Climb high. Doing some exercise (climbing / walking) at increasing altitudes gets the body used to working up high and also gives you an indication of how much you are ‘feeling the altitude’. This for me is much better than just getting a lift up as high as you can and sunbathing on a terrace.
Sleep high-ish. Sleeping in some huts will increase your amount of time at altitude and will increase your acclimatisation. However trying to spend the night in a high hut when you are not that well acclimatised can have a negative impact on your next day’s climbing (and if this next day’s climbing is your big objective, then a bad night in a hut can really scupper your chances or at least make you have a tougher day than is necessary) . This is because you might not sleep well (or at all) and you could get dehydrated and feel mild effects of altitude sickness instead of acclimatisation. Being knackered and a bit sick is not the best way to start a big day!

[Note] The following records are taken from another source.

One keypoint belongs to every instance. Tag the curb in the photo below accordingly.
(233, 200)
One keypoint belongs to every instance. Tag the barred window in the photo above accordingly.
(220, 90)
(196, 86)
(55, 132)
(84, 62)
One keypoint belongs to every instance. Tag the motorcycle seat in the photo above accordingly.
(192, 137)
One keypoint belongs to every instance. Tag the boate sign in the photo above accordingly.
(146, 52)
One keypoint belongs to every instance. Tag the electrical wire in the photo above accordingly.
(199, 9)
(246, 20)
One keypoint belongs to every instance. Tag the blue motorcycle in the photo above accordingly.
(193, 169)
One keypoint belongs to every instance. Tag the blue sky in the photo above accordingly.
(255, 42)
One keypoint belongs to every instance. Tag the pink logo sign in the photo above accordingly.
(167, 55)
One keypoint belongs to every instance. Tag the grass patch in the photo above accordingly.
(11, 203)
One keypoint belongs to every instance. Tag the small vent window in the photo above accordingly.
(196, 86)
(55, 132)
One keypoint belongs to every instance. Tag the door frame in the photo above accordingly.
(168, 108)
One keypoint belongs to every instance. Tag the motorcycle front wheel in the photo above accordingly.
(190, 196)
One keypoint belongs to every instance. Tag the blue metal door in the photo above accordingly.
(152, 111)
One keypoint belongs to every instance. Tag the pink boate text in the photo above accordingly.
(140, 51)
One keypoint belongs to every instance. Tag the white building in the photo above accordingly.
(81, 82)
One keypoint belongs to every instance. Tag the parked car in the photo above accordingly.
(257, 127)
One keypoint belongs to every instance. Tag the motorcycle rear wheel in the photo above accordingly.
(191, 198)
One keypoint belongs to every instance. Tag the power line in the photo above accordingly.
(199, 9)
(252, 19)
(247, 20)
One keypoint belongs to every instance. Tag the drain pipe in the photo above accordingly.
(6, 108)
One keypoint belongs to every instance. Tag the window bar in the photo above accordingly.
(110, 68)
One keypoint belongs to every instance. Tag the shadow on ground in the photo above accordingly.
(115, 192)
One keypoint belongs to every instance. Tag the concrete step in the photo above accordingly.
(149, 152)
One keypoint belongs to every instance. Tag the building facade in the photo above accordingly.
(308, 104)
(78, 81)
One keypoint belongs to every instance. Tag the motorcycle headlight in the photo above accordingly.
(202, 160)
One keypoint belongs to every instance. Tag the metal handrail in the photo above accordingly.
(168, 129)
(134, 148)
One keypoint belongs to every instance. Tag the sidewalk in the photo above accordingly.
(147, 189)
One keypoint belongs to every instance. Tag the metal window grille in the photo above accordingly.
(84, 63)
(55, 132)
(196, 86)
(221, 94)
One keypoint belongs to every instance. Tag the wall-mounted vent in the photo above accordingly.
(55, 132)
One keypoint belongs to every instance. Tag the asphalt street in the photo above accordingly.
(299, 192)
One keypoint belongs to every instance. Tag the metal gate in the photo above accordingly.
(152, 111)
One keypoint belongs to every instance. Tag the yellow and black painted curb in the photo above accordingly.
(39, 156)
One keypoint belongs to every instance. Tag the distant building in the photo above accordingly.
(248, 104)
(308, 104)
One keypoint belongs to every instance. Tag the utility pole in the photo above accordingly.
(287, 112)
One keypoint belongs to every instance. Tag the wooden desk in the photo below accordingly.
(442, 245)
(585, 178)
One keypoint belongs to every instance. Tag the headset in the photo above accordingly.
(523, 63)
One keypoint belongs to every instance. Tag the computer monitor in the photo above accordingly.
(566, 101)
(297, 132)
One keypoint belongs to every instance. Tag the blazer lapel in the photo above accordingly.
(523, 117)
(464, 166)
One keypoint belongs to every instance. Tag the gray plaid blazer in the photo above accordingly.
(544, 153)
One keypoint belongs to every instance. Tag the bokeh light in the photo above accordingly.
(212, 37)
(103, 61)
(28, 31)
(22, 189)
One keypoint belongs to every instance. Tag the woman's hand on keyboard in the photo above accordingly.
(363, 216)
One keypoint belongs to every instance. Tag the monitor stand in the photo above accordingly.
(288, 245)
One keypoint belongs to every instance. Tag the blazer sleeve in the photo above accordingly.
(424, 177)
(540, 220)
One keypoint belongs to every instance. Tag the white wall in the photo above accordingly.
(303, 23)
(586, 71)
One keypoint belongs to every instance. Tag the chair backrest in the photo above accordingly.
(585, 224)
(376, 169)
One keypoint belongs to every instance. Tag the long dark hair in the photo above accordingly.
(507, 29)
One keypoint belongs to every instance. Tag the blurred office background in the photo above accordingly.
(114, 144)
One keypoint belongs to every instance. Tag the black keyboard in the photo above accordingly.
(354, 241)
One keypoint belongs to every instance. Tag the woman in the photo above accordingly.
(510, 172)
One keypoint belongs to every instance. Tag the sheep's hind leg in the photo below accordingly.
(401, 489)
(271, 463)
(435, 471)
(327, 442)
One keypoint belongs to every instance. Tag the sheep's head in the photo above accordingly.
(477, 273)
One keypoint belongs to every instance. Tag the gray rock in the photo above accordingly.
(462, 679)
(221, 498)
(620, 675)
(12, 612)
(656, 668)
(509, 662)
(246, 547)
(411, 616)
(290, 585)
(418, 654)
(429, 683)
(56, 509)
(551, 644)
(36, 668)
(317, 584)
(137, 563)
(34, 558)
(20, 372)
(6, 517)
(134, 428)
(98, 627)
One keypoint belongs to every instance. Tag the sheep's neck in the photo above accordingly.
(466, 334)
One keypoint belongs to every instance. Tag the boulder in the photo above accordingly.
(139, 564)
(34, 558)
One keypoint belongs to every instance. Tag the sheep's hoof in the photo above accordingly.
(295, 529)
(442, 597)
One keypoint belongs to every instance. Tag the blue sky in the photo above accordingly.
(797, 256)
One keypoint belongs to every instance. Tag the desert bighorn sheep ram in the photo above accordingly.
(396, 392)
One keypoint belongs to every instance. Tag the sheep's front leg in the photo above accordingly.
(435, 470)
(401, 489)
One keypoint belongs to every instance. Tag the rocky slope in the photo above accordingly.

If you are unsure then a good technique is to climb high and descend a fair way to sleep at the start of your acclimatisation strategy and try out a night or two at increasingly high huts as you progress.
Well that’s it. That is my acclimatisation plan, some notes on mountain drugs, and even a few summit and route recommendations thrown in. If you follow the advice in this article, take it slow, and then adjust to match your own body and experiences I am sure you will be able to tackle any alpine objective well acclimatised. Have fun, stay safe and see you in the mountains!